And yet, to you, my child, I confess myself somewhat in arrears. Many doubts of yours I have left unresolved, many queries unanswered, many events in your life-no very grave events are there to trouble that placid, smiling stream— uncommented upon. Not that I think you want a mentor always by your side. How dreadfully that owl-like old lady, disguised as an old gentleman with a long beard, must have bored our Telemachus sometimes! You have a duenna, Mrs. de Fytchett, who will see that the cavaliers do not play the guitar beneath windows at unseasonable hours, that they do not introduce themselves to your drawing-room in the disguise of music-masters, and that they do not pop billets doux in the hood of your mantle when you walk abroad. But bah! even to think of such a thing. You live in London, South West, and not in Seville; and mantlesburnouses, as you call them—with capuchon hoods, are out of fashion. You have seen the world, lately, without the aid of your mamma's spectacles. You have been to many balls besides that famous one of dear Lady Coseymore's in Paris. You have seen all the pantomimes that were worth seeing. You have been to a concert at St. James's Hall, and an
oratorio at Exeter Hall. I can appreciate, to some extent, I humbly hope, the magnificent beauty of Handel, and Haydn, and Mendelsohn's sublime music. It is very poor imagery to say that Sound an alarm runs through my veins like liquid fire; that the sweet sad notes of "He was despised" make me weep; that I reverence and bow before the tenderloving strains of "Comfort ye my people," and " Lord remember David."
And who, I ask, is not awakened, as by the sound of a great golden trumpet, when the first triumphant burst of the Hallelujah chorus echoes through the grand hall? There is a mingled power in the sacred music of our great composers that now softens us to meekness and contrition, and now rouses and confirms us in a strong, stern faith and hope; that lifts us above the peddling cares and wretched necessities of life, and nerves us to the knowledge that the harps of glory and the angelic choir are no vain imaginings, but that we have-albeit the very faintest-their reflex here, permitted to be shed on earth by the men upon whom Heaven has bestowed the divine gift of genius. Yet, although Meinheer Handel was but a German Kapell Meister, and in London entered into operative speculations, and had silly squabbles with Signor Bononcini-one must be convinced, when his gorgeous music peals upon the amazed ear, that this man, George Frederick Handel, poor, blind, periwigged old musicmaster, had held discourse with the Higher and the Better Influences, and that, when alone, his fingers passed the organ keys, and the swelling sounds were wafted upwards, something of that Holy Influence encircled him, which the naïve faut of the old painters has symbolised under the guise of the angels who guard St. Cecilia. Yet I love and stand in awe at such tremendous performances; but I much prefer—forgive the crude and unromantic thought-to listen to an
oratorio with my eyes shut. The conductor's baton, the rustling sheets of music paper, the gesticulating band, trouble me. How am I to picture to myself that man with the pomatumed hair as David? Can yonder fat gentleman with the large watchchain be Samson? Did ever Delilah wear a moire antique dress with a Maltese lace collar, and cuffs? Zadok, the priest, should have his jewelled breastplate, his frontlet and mitre, his stole and ephod. I see people in broadcloth and crinoline, giving, by their very presence and aspect, incongruity to a grandly harmonious whole. And how am I to believe that the strong-lunged, well-fed chorus, whom I know in private life to be respectable professionals and amateurs-how am I to believe that these weekly-salaried singing citizens are the people of Israel, or that they are the Philistine warriors?

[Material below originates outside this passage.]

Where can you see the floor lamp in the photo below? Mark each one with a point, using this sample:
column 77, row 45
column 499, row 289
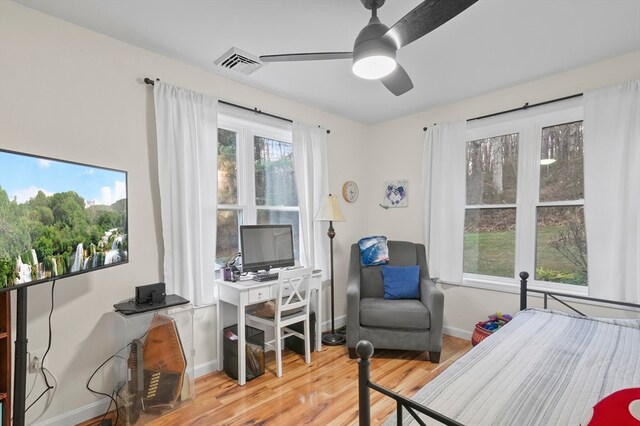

There is an occurrence you have mentioned to me in connection with one of your visits to an acquaintance you have formed, which has made a somewhat deep impression on my mind. You give me—I have the letter before me now—a lengthened and amusing account of Mrs. Petworth and her young family: of how she is a very learned and scientific lady, something like the Borrioboola Gha philanthropist in Mr. Dickens's "Bleak House;" of how she is for ever at her desk regenerating mankind on foolscap paper, how she drives her husband in sheer weariness to the club, how her ill-kept, illdisciplined children toss and tumble about, and while they almost adore the ground she walks upon, nearly worry her life out with their tricks and perversity. My dear, Mrs. Petworth and her learning and science, and her bear garden full of little cubs growing up to be quite grisly for want of licking into shape these may all seem to you very comic and amusing; but the description awakens in me the saddest and most serious of reflections. You may say that I, too, scribble, and pride myself,
very probably without cause, upon the possession of some halfpeck of learning not ordinarily acquired by my sex; but, alas! je n'ai plus d'enfants. I am helpless here, and solitary. I have but one little lamb, and she is in the fold of the stranger. You live with grown-up people, my darling; you are a young woman, and so proud of your newly-acquired dignity and heritage of womanhood, that you would rather forget all about childhood, about cross schoolmistresses and grumpy governesses, and scolding mammas. You have no mamma to scold you now—she is far away; and, were she near you, you would be her equal and companion. You don't want to be told about lessons and exercises, about rewards and punishments, about the tree being inclined the way the twig is bent. Perhaps I do you personally an injustice, but I am but symbolising in you the thought of most young women in your degree and of your age. I know that girls, the best and kindest hearted, are cross and snappish to their younger sisters, tell them not to ask questions, order them out of the room, box their ears too, sometimes, slyly, if they have authority, or the chance.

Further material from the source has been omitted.